Unknown Phalenopsis in flower.
I've already covered the topic of terrestrial orchids for the garden and now I move in to the home. Orchids are grown solely for their flowers. We all know that the foliage is the boring part, unless of course the particular species has great leaf colouration, and an orchid which is not flowering is rather uninspiring. How can we prolong the flowering period and the interest orchids provide?
My tip, and a relatively hidden one at that, is to selectively prune the flower spike in such a way as to promote a second flush of blooms. This technique is comparable to the practice of "dead heading", which is common practice in general gardening, and to me it makes perfect sense to apply such a practice to our orchids.
Newly developing flower bud on old flower spike.
The usual advise given to all Phalenopsis is to prune the stalk back to the base or leave the flower spike intact. I have found that if you wait until all blooms have faded it is possible to identify a bud lower down on the flower spike that is easily identified as being slightly swollen in comparison to others. If you prune the stem just above this bud there is a good possibility that a new flower spike will develop. And we all know what that means . . . more flowers.
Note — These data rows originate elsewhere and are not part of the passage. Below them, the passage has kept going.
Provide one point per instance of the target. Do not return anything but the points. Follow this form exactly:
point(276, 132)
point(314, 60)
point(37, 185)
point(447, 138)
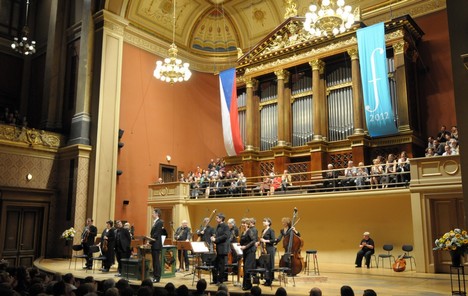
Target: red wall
point(438, 106)
point(182, 120)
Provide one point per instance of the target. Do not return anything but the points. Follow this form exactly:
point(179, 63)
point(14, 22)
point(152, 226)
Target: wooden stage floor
point(332, 276)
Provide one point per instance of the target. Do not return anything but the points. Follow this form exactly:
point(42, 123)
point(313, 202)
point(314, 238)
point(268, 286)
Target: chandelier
point(330, 18)
point(172, 69)
point(23, 44)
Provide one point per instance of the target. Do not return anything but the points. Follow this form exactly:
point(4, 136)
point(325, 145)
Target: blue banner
point(374, 77)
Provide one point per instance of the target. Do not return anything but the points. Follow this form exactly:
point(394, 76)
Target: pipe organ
point(301, 99)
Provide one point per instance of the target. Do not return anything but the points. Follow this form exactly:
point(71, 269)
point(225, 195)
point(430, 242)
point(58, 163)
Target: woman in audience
point(376, 172)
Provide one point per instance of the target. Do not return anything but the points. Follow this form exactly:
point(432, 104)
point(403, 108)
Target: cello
point(292, 244)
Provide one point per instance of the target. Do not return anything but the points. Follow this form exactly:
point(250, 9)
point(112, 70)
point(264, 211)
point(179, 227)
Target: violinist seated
point(292, 243)
point(286, 231)
point(367, 249)
point(287, 227)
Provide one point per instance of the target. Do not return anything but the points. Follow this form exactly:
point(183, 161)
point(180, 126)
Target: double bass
point(292, 244)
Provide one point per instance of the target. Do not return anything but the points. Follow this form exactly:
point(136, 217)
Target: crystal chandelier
point(330, 18)
point(23, 44)
point(172, 70)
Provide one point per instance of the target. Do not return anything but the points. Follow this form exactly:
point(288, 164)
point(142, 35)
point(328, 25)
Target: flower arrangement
point(455, 239)
point(69, 234)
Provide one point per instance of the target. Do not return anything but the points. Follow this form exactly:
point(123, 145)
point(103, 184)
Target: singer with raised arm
point(204, 234)
point(268, 248)
point(87, 240)
point(156, 244)
point(222, 239)
point(183, 233)
point(366, 250)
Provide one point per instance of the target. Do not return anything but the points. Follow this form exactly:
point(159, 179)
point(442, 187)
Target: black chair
point(407, 249)
point(76, 255)
point(206, 265)
point(262, 267)
point(97, 255)
point(388, 248)
point(283, 273)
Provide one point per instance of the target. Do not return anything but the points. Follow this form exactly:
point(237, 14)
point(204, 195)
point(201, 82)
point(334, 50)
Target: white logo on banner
point(374, 81)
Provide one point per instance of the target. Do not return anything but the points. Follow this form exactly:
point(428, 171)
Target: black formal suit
point(248, 240)
point(269, 235)
point(87, 240)
point(122, 246)
point(156, 247)
point(222, 241)
point(208, 232)
point(183, 234)
point(108, 235)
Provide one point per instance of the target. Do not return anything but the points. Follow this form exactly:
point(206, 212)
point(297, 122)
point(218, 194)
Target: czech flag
point(229, 115)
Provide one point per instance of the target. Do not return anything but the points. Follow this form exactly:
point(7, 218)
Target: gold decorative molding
point(317, 65)
point(308, 55)
point(32, 137)
point(353, 53)
point(341, 85)
point(290, 7)
point(400, 47)
point(250, 82)
point(282, 74)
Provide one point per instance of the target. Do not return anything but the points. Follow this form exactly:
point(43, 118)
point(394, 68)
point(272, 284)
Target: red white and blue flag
point(229, 113)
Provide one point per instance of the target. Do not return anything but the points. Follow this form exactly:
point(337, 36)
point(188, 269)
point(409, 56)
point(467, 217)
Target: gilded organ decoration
point(259, 16)
point(290, 7)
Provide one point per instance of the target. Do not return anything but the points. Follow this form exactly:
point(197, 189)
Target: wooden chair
point(77, 254)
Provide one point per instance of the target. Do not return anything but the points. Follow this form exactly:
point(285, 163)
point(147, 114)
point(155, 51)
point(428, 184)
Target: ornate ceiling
point(211, 33)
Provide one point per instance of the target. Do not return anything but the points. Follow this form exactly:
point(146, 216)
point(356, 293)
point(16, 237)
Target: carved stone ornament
point(29, 136)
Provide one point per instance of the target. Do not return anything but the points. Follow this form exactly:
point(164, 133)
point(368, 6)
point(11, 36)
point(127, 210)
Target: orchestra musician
point(183, 233)
point(122, 244)
point(223, 246)
point(107, 246)
point(156, 244)
point(248, 247)
point(267, 241)
point(87, 240)
point(234, 239)
point(205, 235)
point(286, 221)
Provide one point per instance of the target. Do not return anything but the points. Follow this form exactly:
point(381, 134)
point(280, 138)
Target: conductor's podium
point(133, 268)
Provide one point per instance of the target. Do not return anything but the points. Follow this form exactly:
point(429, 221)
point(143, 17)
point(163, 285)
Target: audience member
point(256, 291)
point(281, 292)
point(369, 292)
point(346, 291)
point(315, 291)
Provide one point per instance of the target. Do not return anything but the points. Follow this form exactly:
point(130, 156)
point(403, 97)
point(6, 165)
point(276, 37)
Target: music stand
point(183, 246)
point(239, 253)
point(199, 248)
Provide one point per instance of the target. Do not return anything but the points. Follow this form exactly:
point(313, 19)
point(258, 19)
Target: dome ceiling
point(219, 29)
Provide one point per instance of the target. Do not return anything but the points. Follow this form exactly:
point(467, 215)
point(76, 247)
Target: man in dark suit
point(183, 233)
point(87, 240)
point(156, 244)
point(122, 244)
point(222, 240)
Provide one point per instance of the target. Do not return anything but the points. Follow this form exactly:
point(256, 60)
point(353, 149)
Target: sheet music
point(237, 249)
point(200, 247)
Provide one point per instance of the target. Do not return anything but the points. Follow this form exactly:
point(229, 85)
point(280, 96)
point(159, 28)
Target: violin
point(292, 244)
point(400, 264)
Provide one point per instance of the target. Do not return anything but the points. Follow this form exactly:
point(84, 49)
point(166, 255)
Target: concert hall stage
point(332, 276)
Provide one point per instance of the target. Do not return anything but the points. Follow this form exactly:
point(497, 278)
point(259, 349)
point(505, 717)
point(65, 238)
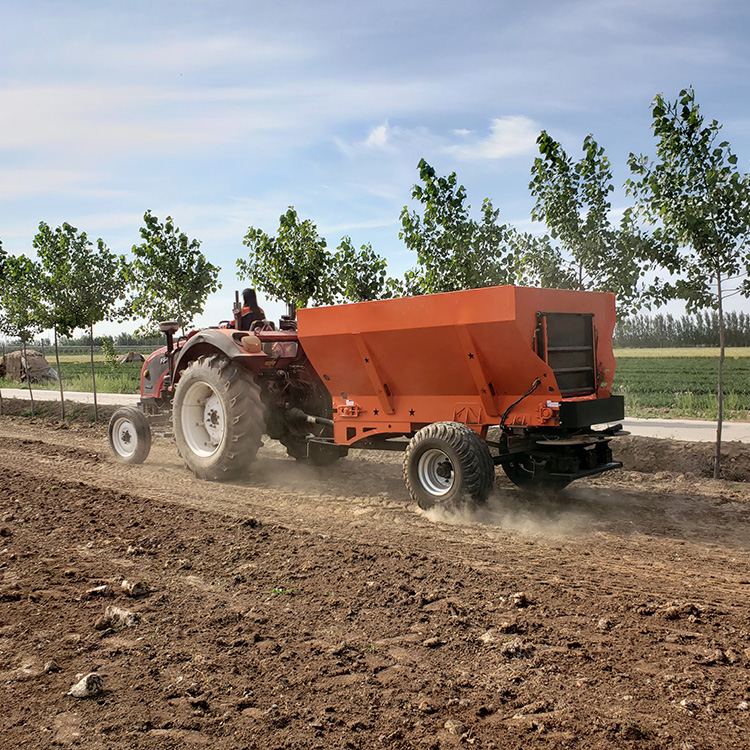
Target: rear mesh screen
point(566, 342)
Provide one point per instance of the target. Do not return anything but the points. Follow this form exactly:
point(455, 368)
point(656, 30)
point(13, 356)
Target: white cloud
point(378, 137)
point(509, 136)
point(18, 183)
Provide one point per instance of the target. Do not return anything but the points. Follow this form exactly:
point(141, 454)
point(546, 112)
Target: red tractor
point(426, 375)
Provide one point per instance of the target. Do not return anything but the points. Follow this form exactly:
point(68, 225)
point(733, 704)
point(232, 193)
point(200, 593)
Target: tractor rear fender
point(213, 341)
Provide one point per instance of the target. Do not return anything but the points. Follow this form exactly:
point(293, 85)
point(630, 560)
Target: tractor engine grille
point(565, 341)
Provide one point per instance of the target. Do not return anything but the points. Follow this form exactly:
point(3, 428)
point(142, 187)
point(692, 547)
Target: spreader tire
point(129, 435)
point(449, 465)
point(218, 418)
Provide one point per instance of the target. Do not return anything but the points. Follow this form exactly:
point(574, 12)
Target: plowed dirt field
point(320, 608)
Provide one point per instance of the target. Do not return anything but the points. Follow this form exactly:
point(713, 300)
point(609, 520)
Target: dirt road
point(309, 607)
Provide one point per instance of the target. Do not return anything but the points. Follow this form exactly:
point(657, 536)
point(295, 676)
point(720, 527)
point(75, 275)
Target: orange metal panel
point(461, 355)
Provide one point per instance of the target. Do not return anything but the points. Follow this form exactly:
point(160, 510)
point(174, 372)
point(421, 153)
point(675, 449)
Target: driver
point(251, 312)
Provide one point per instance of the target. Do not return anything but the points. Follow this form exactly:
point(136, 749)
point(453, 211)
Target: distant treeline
point(701, 329)
point(121, 341)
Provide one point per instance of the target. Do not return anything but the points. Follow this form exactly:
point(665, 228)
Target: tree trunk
point(720, 389)
point(25, 363)
point(93, 372)
point(59, 378)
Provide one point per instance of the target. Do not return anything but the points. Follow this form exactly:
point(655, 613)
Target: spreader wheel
point(129, 435)
point(218, 418)
point(448, 464)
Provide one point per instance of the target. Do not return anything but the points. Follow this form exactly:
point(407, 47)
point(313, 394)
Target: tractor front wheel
point(129, 435)
point(218, 418)
point(448, 464)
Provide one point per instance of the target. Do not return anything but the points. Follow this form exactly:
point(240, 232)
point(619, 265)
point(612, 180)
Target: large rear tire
point(129, 435)
point(447, 464)
point(218, 418)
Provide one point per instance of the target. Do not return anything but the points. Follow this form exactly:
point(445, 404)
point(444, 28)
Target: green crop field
point(678, 383)
point(682, 382)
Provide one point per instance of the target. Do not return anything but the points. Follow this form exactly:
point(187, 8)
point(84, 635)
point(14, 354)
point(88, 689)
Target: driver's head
point(248, 298)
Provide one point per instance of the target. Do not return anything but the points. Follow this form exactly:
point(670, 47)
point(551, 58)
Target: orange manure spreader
point(425, 375)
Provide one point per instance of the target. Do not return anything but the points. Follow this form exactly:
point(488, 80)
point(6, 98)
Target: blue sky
point(221, 114)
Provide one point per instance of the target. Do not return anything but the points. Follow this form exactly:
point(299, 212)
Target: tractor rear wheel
point(129, 435)
point(218, 418)
point(447, 464)
point(529, 474)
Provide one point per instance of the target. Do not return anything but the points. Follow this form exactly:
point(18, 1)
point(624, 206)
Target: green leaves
point(454, 251)
point(171, 276)
point(20, 298)
point(697, 201)
point(294, 266)
point(572, 198)
point(80, 282)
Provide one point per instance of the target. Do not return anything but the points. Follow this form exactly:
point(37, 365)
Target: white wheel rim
point(203, 419)
point(433, 464)
point(124, 437)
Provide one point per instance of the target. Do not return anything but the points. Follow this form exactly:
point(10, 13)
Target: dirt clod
point(307, 626)
point(88, 686)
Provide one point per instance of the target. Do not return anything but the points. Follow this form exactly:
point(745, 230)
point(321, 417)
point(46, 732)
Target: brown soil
point(309, 607)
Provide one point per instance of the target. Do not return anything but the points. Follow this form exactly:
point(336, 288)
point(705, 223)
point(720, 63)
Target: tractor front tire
point(218, 418)
point(129, 435)
point(448, 465)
Pictured right is an example of this practice. This bud is developing quite nicely from the old flower spike and although it is unlikely to produce a show as grand as the last it is welcomed nonetheless.
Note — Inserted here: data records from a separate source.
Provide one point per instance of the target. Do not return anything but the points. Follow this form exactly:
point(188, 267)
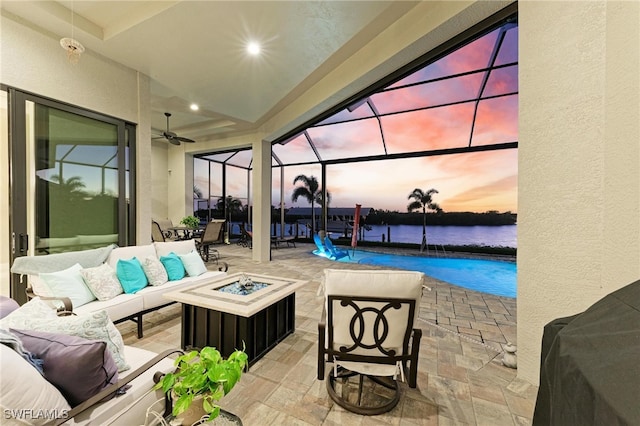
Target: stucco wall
point(579, 161)
point(32, 60)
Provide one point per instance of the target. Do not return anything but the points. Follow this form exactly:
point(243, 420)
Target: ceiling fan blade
point(182, 139)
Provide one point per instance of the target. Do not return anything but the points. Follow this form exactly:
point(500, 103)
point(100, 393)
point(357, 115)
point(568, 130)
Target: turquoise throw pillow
point(173, 265)
point(131, 275)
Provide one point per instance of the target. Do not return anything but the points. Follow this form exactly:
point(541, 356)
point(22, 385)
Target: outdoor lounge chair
point(334, 252)
point(322, 250)
point(368, 332)
point(276, 241)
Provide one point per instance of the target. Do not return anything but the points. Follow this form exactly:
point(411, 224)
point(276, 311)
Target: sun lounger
point(321, 250)
point(276, 241)
point(334, 252)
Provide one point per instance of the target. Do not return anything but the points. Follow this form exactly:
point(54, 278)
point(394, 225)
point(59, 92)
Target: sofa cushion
point(35, 308)
point(130, 251)
point(78, 367)
point(153, 296)
point(102, 281)
point(121, 306)
point(131, 275)
point(24, 389)
point(93, 325)
point(173, 265)
point(179, 247)
point(68, 283)
point(193, 263)
point(130, 408)
point(154, 270)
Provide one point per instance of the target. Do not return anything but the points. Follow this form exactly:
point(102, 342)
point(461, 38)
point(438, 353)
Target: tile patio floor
point(461, 380)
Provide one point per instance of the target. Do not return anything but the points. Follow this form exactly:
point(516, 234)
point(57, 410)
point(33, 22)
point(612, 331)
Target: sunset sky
point(421, 112)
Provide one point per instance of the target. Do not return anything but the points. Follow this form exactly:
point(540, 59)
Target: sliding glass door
point(71, 177)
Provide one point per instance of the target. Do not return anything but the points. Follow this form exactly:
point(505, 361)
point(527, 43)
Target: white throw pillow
point(68, 283)
point(92, 326)
point(24, 389)
point(102, 281)
point(193, 264)
point(154, 270)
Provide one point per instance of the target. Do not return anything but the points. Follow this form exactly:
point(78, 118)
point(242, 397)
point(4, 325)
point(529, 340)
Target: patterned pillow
point(173, 265)
point(102, 281)
point(93, 326)
point(155, 272)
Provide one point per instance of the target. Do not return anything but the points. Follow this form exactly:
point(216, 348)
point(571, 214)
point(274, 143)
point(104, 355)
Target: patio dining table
point(185, 232)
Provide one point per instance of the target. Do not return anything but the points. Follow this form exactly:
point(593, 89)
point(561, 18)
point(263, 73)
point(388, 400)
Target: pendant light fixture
point(72, 46)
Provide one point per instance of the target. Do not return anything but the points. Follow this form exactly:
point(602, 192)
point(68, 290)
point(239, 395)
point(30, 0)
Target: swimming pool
point(488, 276)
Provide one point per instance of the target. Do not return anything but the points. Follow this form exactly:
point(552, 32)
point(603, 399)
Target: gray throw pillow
point(78, 367)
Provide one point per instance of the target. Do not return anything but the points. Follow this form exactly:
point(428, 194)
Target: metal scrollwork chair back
point(370, 337)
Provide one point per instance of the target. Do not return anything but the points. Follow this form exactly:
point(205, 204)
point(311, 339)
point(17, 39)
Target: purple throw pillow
point(79, 368)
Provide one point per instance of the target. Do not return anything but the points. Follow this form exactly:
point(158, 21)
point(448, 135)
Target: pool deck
point(461, 379)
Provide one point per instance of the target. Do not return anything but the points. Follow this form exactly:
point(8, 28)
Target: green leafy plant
point(205, 373)
point(190, 221)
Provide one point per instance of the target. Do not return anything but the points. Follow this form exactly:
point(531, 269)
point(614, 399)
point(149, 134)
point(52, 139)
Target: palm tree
point(312, 192)
point(422, 201)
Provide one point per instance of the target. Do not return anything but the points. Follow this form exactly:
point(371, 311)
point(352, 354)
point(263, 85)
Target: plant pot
point(194, 416)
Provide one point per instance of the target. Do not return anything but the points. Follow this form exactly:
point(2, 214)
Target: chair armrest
point(111, 389)
point(322, 325)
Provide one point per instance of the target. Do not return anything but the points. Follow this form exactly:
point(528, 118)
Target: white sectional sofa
point(72, 365)
point(124, 306)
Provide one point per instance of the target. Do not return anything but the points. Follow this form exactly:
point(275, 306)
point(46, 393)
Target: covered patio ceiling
point(462, 99)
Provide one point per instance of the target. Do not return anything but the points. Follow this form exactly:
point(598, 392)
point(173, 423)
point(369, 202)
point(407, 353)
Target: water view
point(493, 236)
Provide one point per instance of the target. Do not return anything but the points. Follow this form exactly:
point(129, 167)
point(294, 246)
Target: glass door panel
point(75, 180)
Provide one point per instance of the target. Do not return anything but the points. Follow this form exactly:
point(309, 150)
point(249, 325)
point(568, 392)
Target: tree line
point(490, 218)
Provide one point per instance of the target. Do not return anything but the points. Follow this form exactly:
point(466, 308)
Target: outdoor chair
point(368, 332)
point(334, 252)
point(165, 227)
point(213, 234)
point(156, 232)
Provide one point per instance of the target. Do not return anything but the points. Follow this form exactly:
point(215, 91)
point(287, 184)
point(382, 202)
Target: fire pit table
point(257, 311)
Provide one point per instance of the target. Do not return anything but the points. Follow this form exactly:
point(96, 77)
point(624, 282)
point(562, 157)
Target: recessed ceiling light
point(253, 48)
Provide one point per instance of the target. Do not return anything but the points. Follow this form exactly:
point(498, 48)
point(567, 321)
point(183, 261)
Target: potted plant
point(190, 222)
point(202, 377)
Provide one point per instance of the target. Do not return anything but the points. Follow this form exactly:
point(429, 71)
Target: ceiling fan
point(171, 136)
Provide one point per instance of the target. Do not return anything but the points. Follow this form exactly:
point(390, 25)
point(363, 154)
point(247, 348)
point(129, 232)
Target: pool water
point(488, 276)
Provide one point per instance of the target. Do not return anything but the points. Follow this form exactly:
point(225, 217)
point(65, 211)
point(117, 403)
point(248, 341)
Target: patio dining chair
point(212, 234)
point(156, 232)
point(368, 332)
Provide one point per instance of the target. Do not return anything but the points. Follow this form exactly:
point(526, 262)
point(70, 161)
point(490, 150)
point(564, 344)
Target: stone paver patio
point(461, 379)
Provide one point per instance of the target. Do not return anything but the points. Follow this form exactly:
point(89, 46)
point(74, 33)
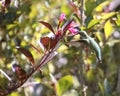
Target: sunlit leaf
point(64, 84)
point(93, 22)
point(20, 73)
point(101, 87)
point(108, 29)
point(47, 25)
point(27, 53)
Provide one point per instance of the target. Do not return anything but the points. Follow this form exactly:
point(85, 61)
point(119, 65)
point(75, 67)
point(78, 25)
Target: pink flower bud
point(73, 24)
point(73, 31)
point(62, 17)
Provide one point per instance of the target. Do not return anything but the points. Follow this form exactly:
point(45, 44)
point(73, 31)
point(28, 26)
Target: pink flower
point(73, 24)
point(62, 17)
point(73, 30)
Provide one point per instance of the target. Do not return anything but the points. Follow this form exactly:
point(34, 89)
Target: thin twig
point(5, 75)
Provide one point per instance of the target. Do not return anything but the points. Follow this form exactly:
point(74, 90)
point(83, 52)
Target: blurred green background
point(76, 75)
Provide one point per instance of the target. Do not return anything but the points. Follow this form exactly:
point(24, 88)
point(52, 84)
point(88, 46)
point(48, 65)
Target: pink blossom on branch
point(73, 31)
point(62, 17)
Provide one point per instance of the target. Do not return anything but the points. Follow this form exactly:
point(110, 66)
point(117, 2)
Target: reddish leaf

In the growing season it is also advisable to feed your orchid with a specific orchid fertiliser which will ensure your plant isn't weakened. This is especially important if you are asking your plant to bloom for a second time.
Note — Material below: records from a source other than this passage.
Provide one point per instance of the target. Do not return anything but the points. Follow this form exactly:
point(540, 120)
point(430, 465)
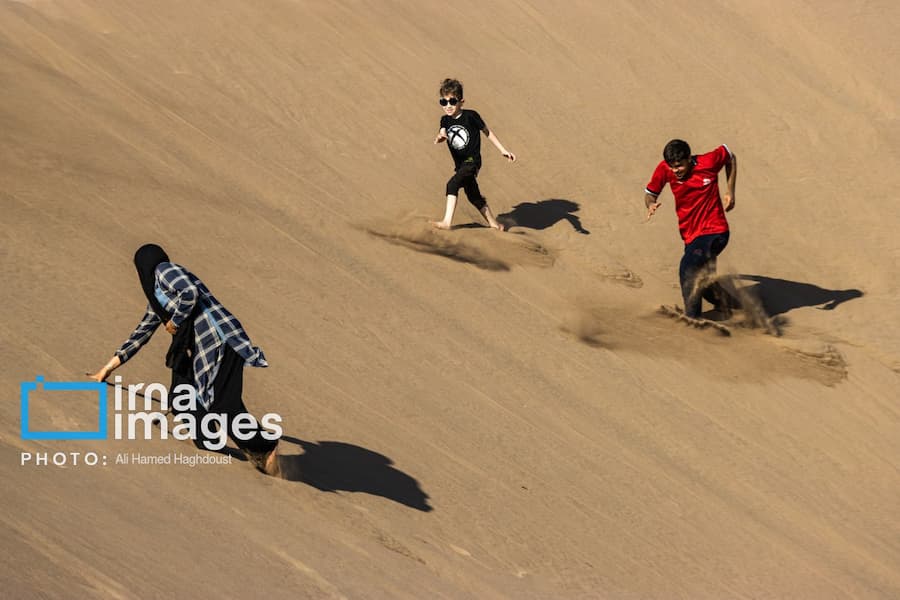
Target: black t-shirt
point(464, 136)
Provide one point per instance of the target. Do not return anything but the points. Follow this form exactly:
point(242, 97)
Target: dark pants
point(228, 389)
point(465, 178)
point(699, 262)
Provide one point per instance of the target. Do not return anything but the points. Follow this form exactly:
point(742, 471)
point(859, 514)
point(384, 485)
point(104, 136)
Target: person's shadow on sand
point(337, 466)
point(779, 296)
point(543, 214)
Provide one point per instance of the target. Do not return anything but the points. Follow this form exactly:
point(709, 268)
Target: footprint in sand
point(481, 247)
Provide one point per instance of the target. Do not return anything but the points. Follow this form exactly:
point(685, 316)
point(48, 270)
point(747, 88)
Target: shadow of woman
point(543, 214)
point(336, 466)
point(779, 296)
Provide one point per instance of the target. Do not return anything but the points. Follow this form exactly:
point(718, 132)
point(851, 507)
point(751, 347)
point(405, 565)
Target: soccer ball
point(458, 136)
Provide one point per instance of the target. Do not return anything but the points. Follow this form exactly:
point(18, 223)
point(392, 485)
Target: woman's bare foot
point(271, 466)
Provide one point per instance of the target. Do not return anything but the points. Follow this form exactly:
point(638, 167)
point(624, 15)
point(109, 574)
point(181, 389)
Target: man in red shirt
point(701, 214)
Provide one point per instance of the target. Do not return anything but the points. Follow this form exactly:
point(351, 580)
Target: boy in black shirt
point(460, 129)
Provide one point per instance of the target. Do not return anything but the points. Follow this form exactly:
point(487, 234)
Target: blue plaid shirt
point(213, 327)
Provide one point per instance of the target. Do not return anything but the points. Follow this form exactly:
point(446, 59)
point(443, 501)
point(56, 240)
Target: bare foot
point(272, 467)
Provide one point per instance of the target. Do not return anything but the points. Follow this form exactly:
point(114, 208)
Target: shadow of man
point(337, 466)
point(543, 214)
point(779, 296)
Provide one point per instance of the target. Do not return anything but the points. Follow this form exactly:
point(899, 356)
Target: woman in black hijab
point(208, 351)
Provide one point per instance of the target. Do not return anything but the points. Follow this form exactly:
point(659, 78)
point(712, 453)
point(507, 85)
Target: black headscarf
point(146, 259)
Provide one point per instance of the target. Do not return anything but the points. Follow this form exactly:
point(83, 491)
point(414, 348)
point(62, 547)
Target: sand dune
point(467, 414)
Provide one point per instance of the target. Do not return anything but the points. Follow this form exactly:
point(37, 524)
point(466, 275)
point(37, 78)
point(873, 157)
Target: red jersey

Large Phalenopsis with two flower spikes.
This practice does not seem to have any adverse effects on this particular specimen. I have owned this Phalenopsis orchid for over four years now and it has never failed to produce the most wonderful white flowers. As you can see in the picture not only has it developed a bud on the old flower spike but it has thrown up a new, much larger, spike too.
I think that this is proof enough that this plant is actually quite happy in its growing position, on my kitchen windowsill, which is East facing and perfect for this orchid.
We wont talk about the need for repotting just yet. That will be discussed in a future article I'm sure.
Have you found this article useful? Have you tried this yourself? What advice would you give to orchid growers?